Полицейский отошел, грязно выругавшись по адресу ФБР, а заодно и всех ирландцев и Дня святого Патрика. Уличное движение в этот день становилось для полиции сущим адом. То и дело образовывались заторы, потому что из-за этого чертового парада были целиком перекрыты Сорок третья, Сорок четвертая, Сорок пятая и Сорок шестая улицы, а также Пятая авеню вплоть до Восемьдесят шестой улицы, ведущей от Центрального парка к Третьей авеню. Полицейский злился, когда его принимали за ирландца, и, чтобы показать свое отношение к этой дурацкой клоунаде, каждый год 17 марта направо и налево сыпал, словно конфетти, штрафными квитанциями.
Питер Мэтьюз спрятал удостоверение в карман. Он жалел, что не захватил с собой термос с горячим кофе. Оставить же свой пост хоть на минуту он не решался из-за боязни, что может пропустить Элизабет.

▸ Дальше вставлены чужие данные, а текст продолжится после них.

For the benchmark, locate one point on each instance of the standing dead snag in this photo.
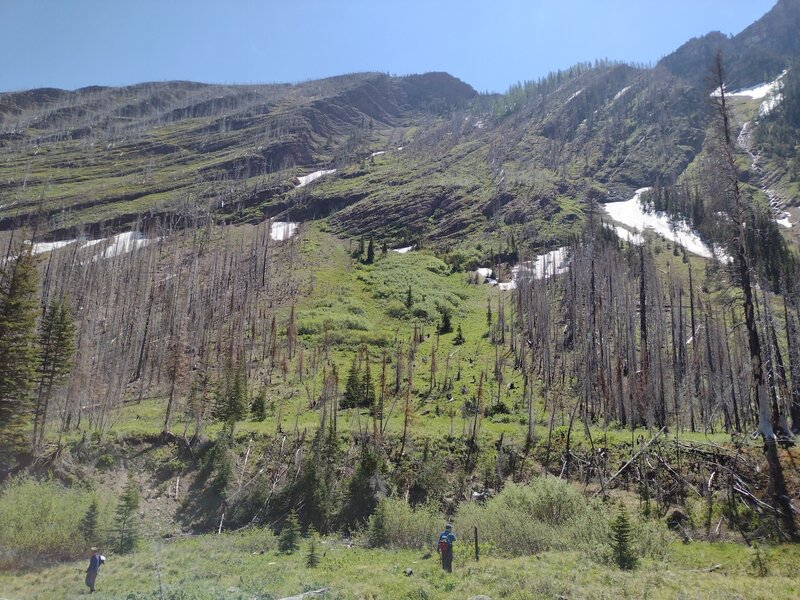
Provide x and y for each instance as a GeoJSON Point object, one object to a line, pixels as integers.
{"type": "Point", "coordinates": [768, 416]}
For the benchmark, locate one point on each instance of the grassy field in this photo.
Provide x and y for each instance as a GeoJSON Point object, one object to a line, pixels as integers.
{"type": "Point", "coordinates": [246, 565]}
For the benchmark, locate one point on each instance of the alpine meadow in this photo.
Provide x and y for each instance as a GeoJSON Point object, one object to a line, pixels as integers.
{"type": "Point", "coordinates": [384, 336]}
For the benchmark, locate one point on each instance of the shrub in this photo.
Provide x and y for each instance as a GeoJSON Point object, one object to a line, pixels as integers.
{"type": "Point", "coordinates": [404, 526]}
{"type": "Point", "coordinates": [41, 521]}
{"type": "Point", "coordinates": [289, 540]}
{"type": "Point", "coordinates": [622, 543]}
{"type": "Point", "coordinates": [547, 514]}
{"type": "Point", "coordinates": [126, 530]}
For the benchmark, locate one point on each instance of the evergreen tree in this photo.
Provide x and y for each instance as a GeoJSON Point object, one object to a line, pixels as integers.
{"type": "Point", "coordinates": [364, 490]}
{"type": "Point", "coordinates": [125, 526]}
{"type": "Point", "coordinates": [459, 339]}
{"type": "Point", "coordinates": [312, 558]}
{"type": "Point", "coordinates": [258, 409]}
{"type": "Point", "coordinates": [445, 325]}
{"type": "Point", "coordinates": [230, 400]}
{"type": "Point", "coordinates": [367, 398]}
{"type": "Point", "coordinates": [621, 542]}
{"type": "Point", "coordinates": [18, 311]}
{"type": "Point", "coordinates": [377, 530]}
{"type": "Point", "coordinates": [370, 252]}
{"type": "Point", "coordinates": [56, 353]}
{"type": "Point", "coordinates": [88, 525]}
{"type": "Point", "coordinates": [289, 539]}
{"type": "Point", "coordinates": [352, 391]}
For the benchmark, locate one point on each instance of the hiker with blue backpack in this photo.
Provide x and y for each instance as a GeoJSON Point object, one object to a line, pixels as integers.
{"type": "Point", "coordinates": [445, 547]}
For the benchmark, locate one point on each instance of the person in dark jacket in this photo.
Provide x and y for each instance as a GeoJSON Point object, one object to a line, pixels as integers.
{"type": "Point", "coordinates": [445, 547]}
{"type": "Point", "coordinates": [94, 566]}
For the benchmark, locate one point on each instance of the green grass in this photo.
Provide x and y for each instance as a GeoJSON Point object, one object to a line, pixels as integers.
{"type": "Point", "coordinates": [232, 566]}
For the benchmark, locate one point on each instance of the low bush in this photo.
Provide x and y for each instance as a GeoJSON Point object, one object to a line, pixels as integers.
{"type": "Point", "coordinates": [395, 524]}
{"type": "Point", "coordinates": [42, 522]}
{"type": "Point", "coordinates": [550, 514]}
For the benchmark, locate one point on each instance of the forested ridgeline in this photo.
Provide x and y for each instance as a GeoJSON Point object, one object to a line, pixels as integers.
{"type": "Point", "coordinates": [132, 317]}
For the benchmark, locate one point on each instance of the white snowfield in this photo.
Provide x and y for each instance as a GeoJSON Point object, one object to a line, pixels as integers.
{"type": "Point", "coordinates": [282, 230]}
{"type": "Point", "coordinates": [122, 244]}
{"type": "Point", "coordinates": [42, 247]}
{"type": "Point", "coordinates": [575, 95]}
{"type": "Point", "coordinates": [621, 93]}
{"type": "Point", "coordinates": [636, 217]}
{"type": "Point", "coordinates": [768, 92]}
{"type": "Point", "coordinates": [306, 179]}
{"type": "Point", "coordinates": [117, 244]}
{"type": "Point", "coordinates": [543, 266]}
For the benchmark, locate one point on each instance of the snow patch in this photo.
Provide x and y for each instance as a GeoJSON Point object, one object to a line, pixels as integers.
{"type": "Point", "coordinates": [575, 95]}
{"type": "Point", "coordinates": [757, 92]}
{"type": "Point", "coordinates": [768, 105]}
{"type": "Point", "coordinates": [543, 266]}
{"type": "Point", "coordinates": [281, 230]}
{"type": "Point", "coordinates": [306, 179]}
{"type": "Point", "coordinates": [626, 235]}
{"type": "Point", "coordinates": [621, 93]}
{"type": "Point", "coordinates": [42, 247]}
{"type": "Point", "coordinates": [632, 214]}
{"type": "Point", "coordinates": [122, 244]}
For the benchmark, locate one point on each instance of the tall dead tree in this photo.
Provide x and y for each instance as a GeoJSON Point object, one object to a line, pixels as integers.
{"type": "Point", "coordinates": [769, 417]}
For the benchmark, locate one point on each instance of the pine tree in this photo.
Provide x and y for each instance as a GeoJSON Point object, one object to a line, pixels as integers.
{"type": "Point", "coordinates": [370, 252]}
{"type": "Point", "coordinates": [125, 526]}
{"type": "Point", "coordinates": [230, 400]}
{"type": "Point", "coordinates": [459, 339]}
{"type": "Point", "coordinates": [312, 558]}
{"type": "Point", "coordinates": [621, 542]}
{"type": "Point", "coordinates": [363, 490]}
{"type": "Point", "coordinates": [18, 311]}
{"type": "Point", "coordinates": [289, 539]}
{"type": "Point", "coordinates": [56, 354]}
{"type": "Point", "coordinates": [88, 525]}
{"type": "Point", "coordinates": [352, 388]}
{"type": "Point", "coordinates": [445, 325]}
{"type": "Point", "coordinates": [367, 396]}
{"type": "Point", "coordinates": [377, 531]}
{"type": "Point", "coordinates": [258, 409]}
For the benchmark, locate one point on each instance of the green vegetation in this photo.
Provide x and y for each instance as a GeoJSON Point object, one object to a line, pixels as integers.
{"type": "Point", "coordinates": [247, 565]}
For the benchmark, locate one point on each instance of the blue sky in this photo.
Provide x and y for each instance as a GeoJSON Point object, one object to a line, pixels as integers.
{"type": "Point", "coordinates": [489, 44]}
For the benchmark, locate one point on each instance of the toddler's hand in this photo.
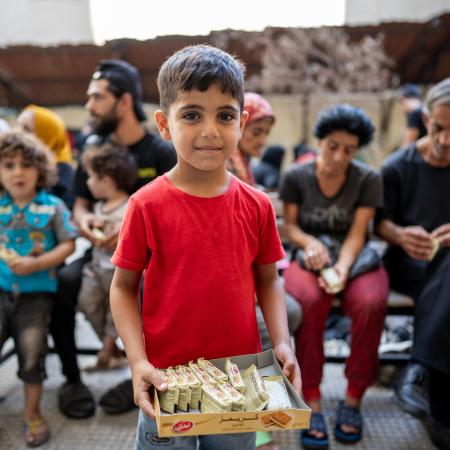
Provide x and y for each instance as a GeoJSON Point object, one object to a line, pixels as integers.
{"type": "Point", "coordinates": [23, 265]}
{"type": "Point", "coordinates": [289, 364]}
{"type": "Point", "coordinates": [144, 376]}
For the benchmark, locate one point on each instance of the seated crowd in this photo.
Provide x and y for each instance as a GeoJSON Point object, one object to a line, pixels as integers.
{"type": "Point", "coordinates": [332, 202]}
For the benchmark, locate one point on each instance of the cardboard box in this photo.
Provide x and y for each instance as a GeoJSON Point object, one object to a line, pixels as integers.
{"type": "Point", "coordinates": [195, 423]}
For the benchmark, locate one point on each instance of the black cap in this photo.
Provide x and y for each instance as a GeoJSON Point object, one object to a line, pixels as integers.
{"type": "Point", "coordinates": [122, 77]}
{"type": "Point", "coordinates": [410, 91]}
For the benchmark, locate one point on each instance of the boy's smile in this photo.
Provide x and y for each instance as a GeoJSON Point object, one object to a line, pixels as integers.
{"type": "Point", "coordinates": [204, 127]}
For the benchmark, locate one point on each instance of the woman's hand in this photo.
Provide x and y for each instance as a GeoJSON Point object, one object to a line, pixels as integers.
{"type": "Point", "coordinates": [316, 255]}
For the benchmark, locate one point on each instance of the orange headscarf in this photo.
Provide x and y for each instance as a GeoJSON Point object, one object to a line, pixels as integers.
{"type": "Point", "coordinates": [50, 129]}
{"type": "Point", "coordinates": [258, 108]}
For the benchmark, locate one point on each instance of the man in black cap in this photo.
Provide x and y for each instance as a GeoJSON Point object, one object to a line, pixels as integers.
{"type": "Point", "coordinates": [412, 106]}
{"type": "Point", "coordinates": [115, 106]}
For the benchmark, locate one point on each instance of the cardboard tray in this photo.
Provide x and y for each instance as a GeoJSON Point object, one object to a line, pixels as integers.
{"type": "Point", "coordinates": [195, 423]}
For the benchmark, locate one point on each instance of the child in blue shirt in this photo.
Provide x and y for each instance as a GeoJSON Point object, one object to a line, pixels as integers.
{"type": "Point", "coordinates": [35, 237]}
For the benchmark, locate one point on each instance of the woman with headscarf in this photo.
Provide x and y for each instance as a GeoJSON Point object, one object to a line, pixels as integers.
{"type": "Point", "coordinates": [50, 129]}
{"type": "Point", "coordinates": [254, 138]}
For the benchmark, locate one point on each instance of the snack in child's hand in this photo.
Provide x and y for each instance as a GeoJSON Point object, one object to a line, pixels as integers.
{"type": "Point", "coordinates": [256, 397]}
{"type": "Point", "coordinates": [331, 279]}
{"type": "Point", "coordinates": [234, 376]}
{"type": "Point", "coordinates": [8, 254]}
{"type": "Point", "coordinates": [211, 369]}
{"type": "Point", "coordinates": [98, 233]}
{"type": "Point", "coordinates": [436, 245]}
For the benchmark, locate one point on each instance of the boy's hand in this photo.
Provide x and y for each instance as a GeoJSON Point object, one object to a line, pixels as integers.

Он решил поставить машину поближе к выходу, на площадке для жильцов этого дома. Можно дать портье пятерку и договориться с ним. Они были давними знакомыми, и Мэтьюз старался сохранять с ним хорошие отношения. Не обращая внимания на яростные гудки и ругань, доносившиеся из идущих по улице машин, которым он перекрыл движение, Мэтьюз пересек проезжую часть и въехал на парковочную площадку. Обогнав фургон по ремонту телевизоров, Мэтьюз занял единственное свободное место, поставил машину на тормоз и выключил мотор. Фургон остался без места для парковки, и он остановился позади Мэтьюза, наполовину загородив въезд.

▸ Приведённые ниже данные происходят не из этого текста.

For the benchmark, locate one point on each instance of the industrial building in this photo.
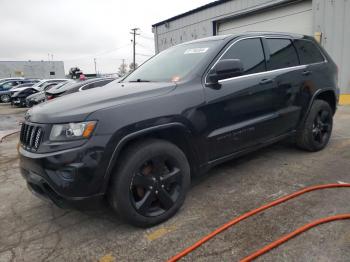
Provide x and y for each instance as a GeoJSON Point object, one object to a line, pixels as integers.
{"type": "Point", "coordinates": [327, 20]}
{"type": "Point", "coordinates": [32, 69]}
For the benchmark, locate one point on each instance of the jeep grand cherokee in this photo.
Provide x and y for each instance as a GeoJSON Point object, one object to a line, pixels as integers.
{"type": "Point", "coordinates": [136, 142]}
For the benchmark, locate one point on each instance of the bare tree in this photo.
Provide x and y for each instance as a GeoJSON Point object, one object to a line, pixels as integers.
{"type": "Point", "coordinates": [132, 67]}
{"type": "Point", "coordinates": [122, 70]}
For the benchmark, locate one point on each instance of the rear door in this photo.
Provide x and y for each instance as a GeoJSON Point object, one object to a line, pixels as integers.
{"type": "Point", "coordinates": [242, 112]}
{"type": "Point", "coordinates": [286, 72]}
{"type": "Point", "coordinates": [313, 73]}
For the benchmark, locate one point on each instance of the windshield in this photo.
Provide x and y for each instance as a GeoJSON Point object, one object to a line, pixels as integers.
{"type": "Point", "coordinates": [172, 64]}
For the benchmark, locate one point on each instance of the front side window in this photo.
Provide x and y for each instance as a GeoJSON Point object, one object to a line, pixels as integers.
{"type": "Point", "coordinates": [251, 54]}
{"type": "Point", "coordinates": [282, 54]}
{"type": "Point", "coordinates": [9, 85]}
{"type": "Point", "coordinates": [173, 64]}
{"type": "Point", "coordinates": [308, 52]}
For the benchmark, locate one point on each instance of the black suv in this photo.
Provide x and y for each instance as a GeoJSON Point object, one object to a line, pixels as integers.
{"type": "Point", "coordinates": [137, 142]}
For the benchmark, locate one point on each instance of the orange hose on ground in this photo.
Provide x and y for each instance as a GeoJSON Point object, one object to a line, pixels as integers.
{"type": "Point", "coordinates": [249, 214]}
{"type": "Point", "coordinates": [293, 234]}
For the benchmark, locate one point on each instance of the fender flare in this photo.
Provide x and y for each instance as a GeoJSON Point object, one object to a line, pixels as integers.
{"type": "Point", "coordinates": [312, 100]}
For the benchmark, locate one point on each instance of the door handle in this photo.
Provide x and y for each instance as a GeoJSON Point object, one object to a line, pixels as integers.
{"type": "Point", "coordinates": [266, 81]}
{"type": "Point", "coordinates": [306, 73]}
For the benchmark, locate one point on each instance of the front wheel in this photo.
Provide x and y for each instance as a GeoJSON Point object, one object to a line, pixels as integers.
{"type": "Point", "coordinates": [151, 182]}
{"type": "Point", "coordinates": [5, 98]}
{"type": "Point", "coordinates": [317, 129]}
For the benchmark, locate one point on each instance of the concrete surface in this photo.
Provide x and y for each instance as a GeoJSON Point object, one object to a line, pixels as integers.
{"type": "Point", "coordinates": [33, 230]}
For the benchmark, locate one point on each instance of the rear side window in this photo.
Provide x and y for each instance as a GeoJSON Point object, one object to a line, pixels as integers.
{"type": "Point", "coordinates": [308, 52]}
{"type": "Point", "coordinates": [251, 54]}
{"type": "Point", "coordinates": [282, 54]}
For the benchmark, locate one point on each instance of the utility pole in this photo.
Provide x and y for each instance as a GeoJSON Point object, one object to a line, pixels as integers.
{"type": "Point", "coordinates": [95, 66]}
{"type": "Point", "coordinates": [134, 33]}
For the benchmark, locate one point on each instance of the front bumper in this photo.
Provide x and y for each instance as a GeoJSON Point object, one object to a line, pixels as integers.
{"type": "Point", "coordinates": [72, 178]}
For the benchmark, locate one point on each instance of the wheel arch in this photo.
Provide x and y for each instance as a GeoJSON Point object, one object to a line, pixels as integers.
{"type": "Point", "coordinates": [176, 133]}
{"type": "Point", "coordinates": [327, 95]}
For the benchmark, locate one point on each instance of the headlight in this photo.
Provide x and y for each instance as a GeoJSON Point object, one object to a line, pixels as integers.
{"type": "Point", "coordinates": [72, 131]}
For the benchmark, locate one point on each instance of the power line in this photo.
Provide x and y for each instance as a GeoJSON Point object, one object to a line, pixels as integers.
{"type": "Point", "coordinates": [147, 38]}
{"type": "Point", "coordinates": [96, 54]}
{"type": "Point", "coordinates": [144, 54]}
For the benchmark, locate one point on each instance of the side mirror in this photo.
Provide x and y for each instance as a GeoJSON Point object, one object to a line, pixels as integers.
{"type": "Point", "coordinates": [225, 68]}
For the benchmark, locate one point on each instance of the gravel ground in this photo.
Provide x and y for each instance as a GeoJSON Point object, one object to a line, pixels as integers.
{"type": "Point", "coordinates": [33, 230]}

Мэтьюз ожидал, что шофер сейчас начнет скандалить. Он наблюдал в зеркало, как тот вылез из кабины. Это был молодой темноволосый парень, коренастый, в белом комбинезоне с красной надписью на спине: «Ремонт телевизоров». Но шофер прошел мимо, ни слова не сказав. Помахивая холщовой сумкой, поднялся по трем ступенькам парадного с желто-черным навесом над входом, где были указаны номера квартир. Мэтьюз машинально следил за ним, слегка удивленный тому, что шофер фургона запросто дал ему опередить его и занять единственное свободное место. Нью-йоркские шоферы и при более спокойном движении не отличались вежливостью. А уж ремонтники полезли бы бить морду человеку, занявшему у них под носом свободное место. Возможно, сказалось действие бензедрина, а может быть, сработало природное чутье, которым наделен один из миллионов и которое отличало Питера Мэтьюза от других молодых сотрудников Лиари. Он и сам не знал, откуда вдруг возникло это ощущение опасности. Любой ремонтник поднял бы скандал. А почему этот промолчал? Почему он не такой, как все?.. Мэтьюз в ту же секунду выскочил из машины, бегом поднялся по ступенькам и толкнул стеклянную дверь.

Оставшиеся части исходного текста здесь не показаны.